Electronic access control uses computers to solve the limitations of mechanical locks and keys. A wide range of credentials can be used to replace mechanical keys. The electronic access control system grants access based on the credential presented. When access is granted, the door is unlocked for a predetermined time and the transaction is recorded. When access is refused, the door remains locked and the attempted access is recorded. The system will also monitor the door and alarm if the door is forced open or held open too long after being unlocked.

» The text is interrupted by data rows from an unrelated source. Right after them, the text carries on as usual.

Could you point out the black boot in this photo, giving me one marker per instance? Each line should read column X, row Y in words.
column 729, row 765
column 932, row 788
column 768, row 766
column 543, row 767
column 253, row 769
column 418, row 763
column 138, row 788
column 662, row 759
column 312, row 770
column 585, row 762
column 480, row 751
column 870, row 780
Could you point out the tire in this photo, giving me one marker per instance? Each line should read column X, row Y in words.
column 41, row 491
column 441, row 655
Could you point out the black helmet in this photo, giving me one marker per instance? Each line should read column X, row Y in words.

Access control system operation
When a credential is presented to a reader, the reader sends the credential's information, usually a number, to a control panel, a highly reliable processor. The control panel compares the credential's number to an access control list, grants or denies the presented request, and sends a transaction log to a database. When access is denied based on the access control list, the door remains locked. If there is a match between the credential and the access control list, the control panel operates a relay that in turn unlocks the door. The control panel also ignores a door open signal to prevent an alarm. Often the reader provides feedback, such as a flashing red LED for an access denied and a flashing green LED for an access granted.
The above description illustrates a single factor transaction. Credentials can be passed around, thus subverting the access control list. For example, Alice has access rights to the server room, but Bob does not. Alice either gives Bob her credential, or Bob takes it; he now has access to the server room. To prevent this, two-factor authentication can be used. In a two factor transaction, the presented credential and a second factor are needed for access to be granted; another factor can be a PIN, a second credential, operator intervention, or a biometric input.
- something the user knows, e.g. a password, pass-phrase or PIN
- something the user has, such as smart card or a key fob
- something the user is, such as fingerprint, verified by biometric measurement
Passwords are a common means of verifying a user's identity before access is given to information systems. In addition, a fourth factor of authentication is now recognized: someone you know, whereby another person who knows you can provide a human element of authentication in situations where systems have been set up to allow for such scenarios. For example, a user may have their password, but have forgotten their smart card. In such a scenario, if the user is known to designated cohorts, the cohorts may provide their smart card and password, in combination with the extant factor of the user in question, and thus provide two factors for the user with the missing credential, giving three factors overall to allow access.
A credential is a physical/tangible object, a piece of knowledge, or a facet of a person's physical being that enables an individual access to a given physical facility or computer-based information system. Typically, credentials can be something a person knows (such as a number or PIN), something they have (such as an access badge), something they are (such as a biometric feature), or some combination of these items. This is known as multi-factor authentication. The typical credential is an access card or key-fob, and newer software can also turn users' smartphones into access devices.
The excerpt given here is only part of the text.